We must be flexible in the tactics of the fight against redundancy. We aim at the best we can get, taking into consideration the strength of the bosses and especially, the solidarity and militancy of our side. Where these are strong, there is no question as to our demand- no sackings. But under present conditions of full employment, widespread overtime and high and easy mobility between jobs there is no doubt that such an extreme demand will rally active support in a very small minority of cases.
The majority of redundancy cases will have to be fought on another demand, one more in tune with the problems facing the mass of workers today and therefore more appropriate as a slogan for immediate action. “For substantial compensation on redundancy”, “for a guaranteed annual wage”. The miners have it – 26 weeks on two-thirds pay – why can’t the rest of us? Why can’t we do even better?

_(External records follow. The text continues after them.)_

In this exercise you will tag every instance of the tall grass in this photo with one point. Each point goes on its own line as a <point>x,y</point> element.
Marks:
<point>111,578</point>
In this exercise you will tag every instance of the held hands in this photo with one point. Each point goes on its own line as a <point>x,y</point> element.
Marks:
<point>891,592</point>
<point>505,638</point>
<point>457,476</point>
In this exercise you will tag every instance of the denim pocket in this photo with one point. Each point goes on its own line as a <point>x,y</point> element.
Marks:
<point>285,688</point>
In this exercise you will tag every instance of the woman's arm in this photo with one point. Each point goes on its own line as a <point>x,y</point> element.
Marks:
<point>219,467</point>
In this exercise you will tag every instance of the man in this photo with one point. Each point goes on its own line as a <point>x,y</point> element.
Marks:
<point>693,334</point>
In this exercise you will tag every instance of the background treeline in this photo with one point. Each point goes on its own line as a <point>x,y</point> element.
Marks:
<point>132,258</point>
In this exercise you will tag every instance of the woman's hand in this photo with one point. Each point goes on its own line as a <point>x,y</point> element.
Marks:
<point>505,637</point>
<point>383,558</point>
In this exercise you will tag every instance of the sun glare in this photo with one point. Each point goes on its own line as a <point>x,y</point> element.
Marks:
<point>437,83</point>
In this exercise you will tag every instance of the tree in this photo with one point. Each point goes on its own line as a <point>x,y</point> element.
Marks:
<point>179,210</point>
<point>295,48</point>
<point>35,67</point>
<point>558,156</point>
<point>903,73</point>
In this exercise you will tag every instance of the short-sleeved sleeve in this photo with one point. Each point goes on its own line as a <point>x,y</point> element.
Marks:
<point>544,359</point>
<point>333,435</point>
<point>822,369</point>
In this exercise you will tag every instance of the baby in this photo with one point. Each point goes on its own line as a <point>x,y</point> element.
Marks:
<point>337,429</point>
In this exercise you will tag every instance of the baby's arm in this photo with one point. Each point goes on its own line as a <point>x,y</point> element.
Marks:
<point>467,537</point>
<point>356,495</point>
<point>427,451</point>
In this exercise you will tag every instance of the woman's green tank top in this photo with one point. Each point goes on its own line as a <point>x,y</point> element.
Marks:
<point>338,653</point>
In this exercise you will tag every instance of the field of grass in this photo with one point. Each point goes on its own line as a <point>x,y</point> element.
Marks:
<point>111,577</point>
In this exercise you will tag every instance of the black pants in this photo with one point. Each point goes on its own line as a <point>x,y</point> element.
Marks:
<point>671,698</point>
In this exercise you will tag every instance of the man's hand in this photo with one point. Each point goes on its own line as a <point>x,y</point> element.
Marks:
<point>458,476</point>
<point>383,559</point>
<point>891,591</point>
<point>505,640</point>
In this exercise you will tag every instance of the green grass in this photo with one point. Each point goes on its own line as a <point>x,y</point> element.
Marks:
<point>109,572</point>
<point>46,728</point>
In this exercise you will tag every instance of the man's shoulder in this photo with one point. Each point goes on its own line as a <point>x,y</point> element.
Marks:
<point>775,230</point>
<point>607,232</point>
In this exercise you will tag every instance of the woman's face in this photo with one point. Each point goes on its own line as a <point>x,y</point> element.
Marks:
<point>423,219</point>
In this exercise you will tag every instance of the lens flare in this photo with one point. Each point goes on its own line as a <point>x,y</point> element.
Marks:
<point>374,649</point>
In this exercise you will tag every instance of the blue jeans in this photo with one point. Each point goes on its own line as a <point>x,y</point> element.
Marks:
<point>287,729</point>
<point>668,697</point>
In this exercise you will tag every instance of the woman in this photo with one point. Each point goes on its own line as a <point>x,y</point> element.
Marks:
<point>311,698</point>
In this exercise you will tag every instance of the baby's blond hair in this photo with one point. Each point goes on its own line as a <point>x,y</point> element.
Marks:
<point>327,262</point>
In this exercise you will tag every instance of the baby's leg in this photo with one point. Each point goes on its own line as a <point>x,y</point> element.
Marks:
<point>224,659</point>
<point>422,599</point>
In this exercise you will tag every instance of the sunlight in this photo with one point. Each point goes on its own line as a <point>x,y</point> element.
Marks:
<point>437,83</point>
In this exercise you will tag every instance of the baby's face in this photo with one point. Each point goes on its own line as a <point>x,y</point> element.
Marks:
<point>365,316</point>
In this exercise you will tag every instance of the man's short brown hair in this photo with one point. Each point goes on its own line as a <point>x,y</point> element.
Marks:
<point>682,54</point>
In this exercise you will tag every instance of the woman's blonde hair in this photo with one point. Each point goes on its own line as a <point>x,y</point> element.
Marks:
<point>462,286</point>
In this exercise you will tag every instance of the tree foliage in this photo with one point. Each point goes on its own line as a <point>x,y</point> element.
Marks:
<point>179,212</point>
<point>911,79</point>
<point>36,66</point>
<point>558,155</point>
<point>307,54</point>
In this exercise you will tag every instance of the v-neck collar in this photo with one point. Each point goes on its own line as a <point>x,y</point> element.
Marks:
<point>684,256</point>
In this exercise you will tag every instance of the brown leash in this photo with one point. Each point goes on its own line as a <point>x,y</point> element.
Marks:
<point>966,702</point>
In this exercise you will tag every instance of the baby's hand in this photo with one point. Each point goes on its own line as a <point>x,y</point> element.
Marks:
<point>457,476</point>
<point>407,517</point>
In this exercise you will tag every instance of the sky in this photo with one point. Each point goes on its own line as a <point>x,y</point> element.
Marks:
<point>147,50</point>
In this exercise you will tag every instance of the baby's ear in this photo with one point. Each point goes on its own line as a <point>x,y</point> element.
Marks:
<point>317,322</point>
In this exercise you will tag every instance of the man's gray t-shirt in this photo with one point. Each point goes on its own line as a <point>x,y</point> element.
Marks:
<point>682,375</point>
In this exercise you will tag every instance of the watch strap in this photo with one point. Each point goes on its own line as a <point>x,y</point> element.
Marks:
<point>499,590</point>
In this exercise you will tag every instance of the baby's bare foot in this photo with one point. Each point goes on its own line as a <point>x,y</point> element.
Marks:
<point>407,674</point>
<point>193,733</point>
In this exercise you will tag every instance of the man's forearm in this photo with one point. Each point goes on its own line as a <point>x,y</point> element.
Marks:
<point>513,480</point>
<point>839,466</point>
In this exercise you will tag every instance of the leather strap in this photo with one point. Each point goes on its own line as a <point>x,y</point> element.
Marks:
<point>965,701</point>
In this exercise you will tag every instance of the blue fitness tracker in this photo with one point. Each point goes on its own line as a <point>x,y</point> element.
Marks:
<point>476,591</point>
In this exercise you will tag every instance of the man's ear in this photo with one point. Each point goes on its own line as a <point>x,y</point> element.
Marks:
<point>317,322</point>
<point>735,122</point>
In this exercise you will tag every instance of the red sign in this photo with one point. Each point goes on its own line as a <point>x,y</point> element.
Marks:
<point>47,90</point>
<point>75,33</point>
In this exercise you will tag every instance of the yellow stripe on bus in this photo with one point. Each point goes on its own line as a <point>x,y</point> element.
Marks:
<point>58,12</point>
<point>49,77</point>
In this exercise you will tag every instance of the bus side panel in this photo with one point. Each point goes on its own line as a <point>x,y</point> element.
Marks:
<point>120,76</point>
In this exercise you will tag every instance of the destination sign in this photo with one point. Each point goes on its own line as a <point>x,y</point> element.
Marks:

As for rallying support on the factory floor, there can be no comparison. Redundancy today appears to the majority of workers as the exception, as an individual problem, somebody else’s can. The unemployed worker himself does not feel that he is joining an army of unemployed (as he would have felt 20 years ago) but that he is on his own. Large compensation payments or severance pay, enough to tide himself and his family over without difficulty until he finds a job comparable to the one he has just left is what he wants. And for a highly mobile working class this is an understandable demand at present, one that will go far to satisfy the desire for economic security in a way that fits in with our experience of the immediate past.
The duty of the militant is to formulate this demand in the tactics of struggle.